I can't be in the car another minute.
We pull off before Santa Barbara at the tiny town of Summerland. We stretch our legs along the blocks of antique stores and interior design firms. The purple and pink flowers nod in the sea breeze. I rub a pinch of rosemary between my fingers and release its refreshing fragrance.
I could stay at Cafe Luna for hours. We perch on tiny chairs under a gazebo of green vines. Flowers are everywhere and ochre and buff pottery soothes the eye. Tables scatter through a meandering yard around a converted wooden house.
When I order, the cashier explains to the cook in Spanish what a peanut butter sandwich is and how to make it. He toasts the bread, an unusual twist that delights the girls.

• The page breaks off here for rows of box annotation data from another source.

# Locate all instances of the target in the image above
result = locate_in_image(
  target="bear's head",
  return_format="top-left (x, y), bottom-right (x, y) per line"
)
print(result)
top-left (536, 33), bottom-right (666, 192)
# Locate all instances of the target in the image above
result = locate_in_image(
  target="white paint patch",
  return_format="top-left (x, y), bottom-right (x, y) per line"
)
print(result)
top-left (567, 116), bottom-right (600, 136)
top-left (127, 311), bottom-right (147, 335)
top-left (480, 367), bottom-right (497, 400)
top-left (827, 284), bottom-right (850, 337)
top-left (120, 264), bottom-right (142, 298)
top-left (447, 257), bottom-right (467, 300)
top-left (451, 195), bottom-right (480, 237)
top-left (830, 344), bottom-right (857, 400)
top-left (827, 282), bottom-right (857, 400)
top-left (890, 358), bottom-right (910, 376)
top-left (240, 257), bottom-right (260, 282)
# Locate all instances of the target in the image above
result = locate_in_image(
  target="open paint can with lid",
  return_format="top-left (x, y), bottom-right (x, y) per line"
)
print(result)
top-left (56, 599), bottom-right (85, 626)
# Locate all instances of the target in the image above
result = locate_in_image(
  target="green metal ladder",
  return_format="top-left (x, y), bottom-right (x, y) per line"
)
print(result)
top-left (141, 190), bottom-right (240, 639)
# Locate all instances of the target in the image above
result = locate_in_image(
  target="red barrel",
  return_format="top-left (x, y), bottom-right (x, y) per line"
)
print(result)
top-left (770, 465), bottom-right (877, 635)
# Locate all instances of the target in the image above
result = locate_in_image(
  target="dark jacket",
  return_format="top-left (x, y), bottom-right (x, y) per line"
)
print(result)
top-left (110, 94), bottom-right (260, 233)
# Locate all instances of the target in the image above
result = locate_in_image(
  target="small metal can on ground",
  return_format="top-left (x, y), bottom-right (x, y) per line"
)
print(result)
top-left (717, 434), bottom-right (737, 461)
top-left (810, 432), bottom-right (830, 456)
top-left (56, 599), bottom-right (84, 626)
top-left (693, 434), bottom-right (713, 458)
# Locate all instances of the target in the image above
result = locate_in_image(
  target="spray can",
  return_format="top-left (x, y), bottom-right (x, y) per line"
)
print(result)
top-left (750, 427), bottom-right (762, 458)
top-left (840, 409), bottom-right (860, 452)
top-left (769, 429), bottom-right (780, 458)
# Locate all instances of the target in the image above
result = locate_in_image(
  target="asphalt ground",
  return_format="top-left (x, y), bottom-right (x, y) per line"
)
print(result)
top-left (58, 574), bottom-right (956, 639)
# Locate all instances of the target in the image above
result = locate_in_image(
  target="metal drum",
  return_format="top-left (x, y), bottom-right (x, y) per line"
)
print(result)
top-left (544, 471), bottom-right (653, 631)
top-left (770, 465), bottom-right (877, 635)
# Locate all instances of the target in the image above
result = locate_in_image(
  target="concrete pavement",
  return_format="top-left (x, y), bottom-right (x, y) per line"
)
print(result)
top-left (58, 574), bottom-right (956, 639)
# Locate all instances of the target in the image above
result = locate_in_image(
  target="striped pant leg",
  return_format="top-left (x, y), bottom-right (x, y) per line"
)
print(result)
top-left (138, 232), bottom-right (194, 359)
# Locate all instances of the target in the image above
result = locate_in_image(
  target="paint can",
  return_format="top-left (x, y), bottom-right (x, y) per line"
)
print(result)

In the bathroom, my younger daughter loves the buttercup walls and seascape paintings. She gives me a hug and a kiss and apologizes for her complaining. I'm sorry, Mommy, and all is forgiven as we go out to our late lunch.
The whole time we eat, I'm aware of the fleeting nature of the moment. I feel the impression of the place sinking into my memory. I wonder if it will become only a memory, a place I visit only once in my entire life, or whether I'll be back.
Even if I go back, I can never go back. Life has taught me this. Each moment is only itself, and only once.
We drive away into a pink-orange-apricot-lilac sunset over the flat grey Pacific.